I think any death of a close loved one is always with you, particularly sudden ones (but god, like Tara says, "It's always sudden"). It's been almost 6 years since my little brother died (possibly strange and callous side note, the date was the same day Objects in Space aired) and last Thursday I was at a pool hall and that Ringo Starr song "Never Without You" came on and I completely melted down.
And am in fact doing so now, so I'm gonna stop.
Hec, I'm reading a book for my YA lit class that I think you'd enjoy. It's called King Dork and is kind of like a modern-day Catcher in the Rye (though said King Dork would cringe like a mofo if heard that - he's not a fan). I've found myself chuckling more than once while reading. Oh, and it's written by a guy in the band The Mr. T Experience.
Yeah, I've heard of that book. It's gotten good reviews. I will pursue it now.

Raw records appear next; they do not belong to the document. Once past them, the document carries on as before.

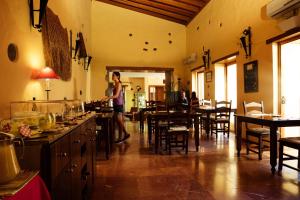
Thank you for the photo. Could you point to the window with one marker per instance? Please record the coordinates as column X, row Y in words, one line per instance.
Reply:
column 226, row 83
column 200, row 85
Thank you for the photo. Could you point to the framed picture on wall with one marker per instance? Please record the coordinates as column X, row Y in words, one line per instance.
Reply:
column 208, row 76
column 251, row 77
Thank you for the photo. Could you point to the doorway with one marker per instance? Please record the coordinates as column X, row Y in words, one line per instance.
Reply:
column 200, row 85
column 289, row 81
column 226, row 83
column 156, row 93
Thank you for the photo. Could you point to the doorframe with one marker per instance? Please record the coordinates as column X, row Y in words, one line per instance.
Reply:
column 162, row 86
column 279, row 44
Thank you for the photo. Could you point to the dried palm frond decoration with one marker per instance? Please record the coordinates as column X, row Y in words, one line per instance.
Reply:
column 56, row 46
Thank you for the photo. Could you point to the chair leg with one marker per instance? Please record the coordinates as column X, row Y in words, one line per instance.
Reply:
column 260, row 146
column 169, row 143
column 186, row 143
column 298, row 158
column 281, row 157
column 228, row 129
column 247, row 143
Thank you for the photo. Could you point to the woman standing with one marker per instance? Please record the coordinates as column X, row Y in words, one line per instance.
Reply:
column 118, row 103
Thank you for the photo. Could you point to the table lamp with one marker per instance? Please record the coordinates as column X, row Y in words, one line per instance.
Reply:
column 47, row 73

Vortex, you can cry on me anytime you like. Shit, you're making me miss your Dad and I never even met him.
eta:
Ditto for Daisy.
I know when Alex died I thought I would strangle the next person who told me he was in a better place, because uhm no, the better place would be alive with us and going on his first date, having a beer with his dad, jeez even getting to start his first year of high school.
I've gotten very very little of this, thankfully, because it's not something I can really be polite about.

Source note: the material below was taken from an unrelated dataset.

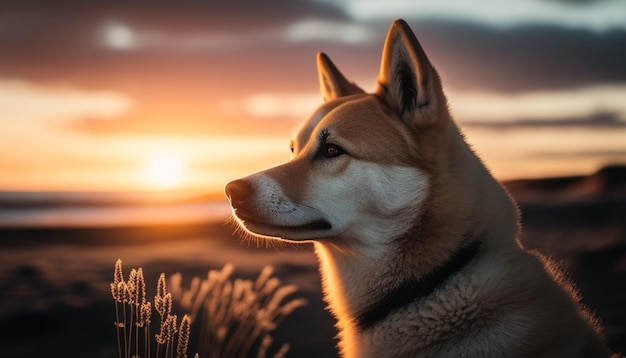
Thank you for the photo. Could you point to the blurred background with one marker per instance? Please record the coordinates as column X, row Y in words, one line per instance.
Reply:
column 120, row 123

I remember being out one night and talking to someone, and the subject of both my mom and a friend of hers who died suddenly about a year later came up, and this girl (who knows me and my sibs as well as the kids of the other woman) starts going on about which of us had it worse and I swear I nearly fucking hit her for being so goddamned stupid.
I think any death of a close loved one is always with you
Yes. It does get easier with time, but the loss is always there. It's been 23 years since we lost my dad. An elderly co-worker gave me a jigsaw puzzle of jellybeans and told me that by the time I finished it the worst part would be over. It was a distraction, and he was right. Now the completed puzzle is another reminder, but at this point references to Dad always bring a smile. Teary part did eventually pass.
Somebody here (Cindy? Scrappy? I have it on my other computer) described it as having a big hole open up in your life, and over time you do some landscaping and you put up some railings and you're not as likely to go tumbling down it all unawares all the time, but at the end of the day there's still a big fucking hole.
I think it's hitting me harder lately because our sister is getting married on the 11th.
Anyway...
I think my point was that however you're handling it is the way you're handling it, and is right for you, and if there's anything any of us can do for you, be it let you rant against people who say or do stupid or thoughtless things, let you bounce stuff off of us, or just be around if you need to talk about things, we're here.
An elderly co-worker gave me a jigsaw puzzle of jellybeans and told me that by the time I finished it the worst part would be over.
That's sort of beautiful.
I always think of it as relearning how to live. You never get
over
it, you just sort of get used to a world that is missing something vital.
And am in fact doing so now, so I'm gonna stop.
sorry, love. Big hug. And if my boss stops being such an asshat (yeah, right), hopefully I'll be in Houston to do it in person.